Anxiety Driven Development
Creating software involves doing something that hasn’t been done before - it is inherently an activity with uncertainty and risk. It is not surprising that software projects are late, use more resources than planned or involve heroic efforts to hit deadlines.
At the start of a project there is a desire to get going and show progress. It is natural for developers to pick up work they are confident they can complete and rapid progress is made. Work that involves more uncertainty is left for later, often resulting in unexpected complications causing delays at the end of projects - a cause of work being 90% complete for a long time.

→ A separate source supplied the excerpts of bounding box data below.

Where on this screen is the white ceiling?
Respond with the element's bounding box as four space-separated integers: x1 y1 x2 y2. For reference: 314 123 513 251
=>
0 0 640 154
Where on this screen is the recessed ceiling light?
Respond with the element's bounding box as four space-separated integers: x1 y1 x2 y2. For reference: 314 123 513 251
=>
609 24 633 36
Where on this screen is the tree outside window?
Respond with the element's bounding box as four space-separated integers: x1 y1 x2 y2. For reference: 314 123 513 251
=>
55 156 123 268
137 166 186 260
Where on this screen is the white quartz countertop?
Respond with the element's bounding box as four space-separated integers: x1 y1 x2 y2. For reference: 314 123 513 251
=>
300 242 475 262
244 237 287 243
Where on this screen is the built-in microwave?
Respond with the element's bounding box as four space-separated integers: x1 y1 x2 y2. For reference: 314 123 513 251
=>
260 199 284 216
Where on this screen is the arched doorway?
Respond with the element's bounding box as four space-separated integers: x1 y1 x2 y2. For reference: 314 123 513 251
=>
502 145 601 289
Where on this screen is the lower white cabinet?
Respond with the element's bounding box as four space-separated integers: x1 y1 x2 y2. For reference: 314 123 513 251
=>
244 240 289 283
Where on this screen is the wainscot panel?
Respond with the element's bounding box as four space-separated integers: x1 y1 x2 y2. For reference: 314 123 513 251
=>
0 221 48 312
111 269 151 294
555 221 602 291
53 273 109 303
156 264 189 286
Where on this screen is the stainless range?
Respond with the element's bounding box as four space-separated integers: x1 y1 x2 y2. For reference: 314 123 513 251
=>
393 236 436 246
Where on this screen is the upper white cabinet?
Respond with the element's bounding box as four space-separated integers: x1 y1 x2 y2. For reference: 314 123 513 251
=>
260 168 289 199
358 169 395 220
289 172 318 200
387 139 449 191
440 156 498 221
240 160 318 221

The work needed to complete a software project follows the 80/20 principle, 80% of the uncertainty is contained with 20% of the work, and this is the work which is usually left until the end of the project. Intentionally considering this at the start of a project and focusing on the work with the most uncertainty as early as possible has a lot of benefits. Complications are discovered early in the project when there is still time to adapt or replan, we reduce our anxiety and steadily gain confidence in our ability to deliver as the project progresses.
Developers will often know which work has the most uncertainty as this will be the source of the greatest anxiety. Different developers with different skillsets and experience will have different anxieties, these often include new technology, new libraries or APIs, performance requirements, approvals and co-ordination with other teams, unclear requirements and feature creep.
Simply starting with the work you are intuitively most anxious about is effective. It is also useful to proactively look for hidden uncertainty and techniques such a running a pre-mortem (where we perform a retrospective on the project in the future which it has already failed), is a great way to uncover these.
Adopting this approach can make it seem like not much is being accomplished at the beginning of the project, left unexplained this will create considerable anxiety for the project sponsor. Being open with project sponsors about how we are managing risks within our projects can enhance professional credibility and provide re-assurance that the project is not in fact going off the rails just as it starts. Businesses create value by taking risks and managing these effectively, managing risks around uncertainty creates value.
Using anxiety to drive how we approach development is an effective way to deal with the uncertainty inherent in creating software. Reducing uncertainty early sets the project up for success, reduces project risk, allows time for course corrections and enables a sustainable working environment that is not reliant on heroic efforts.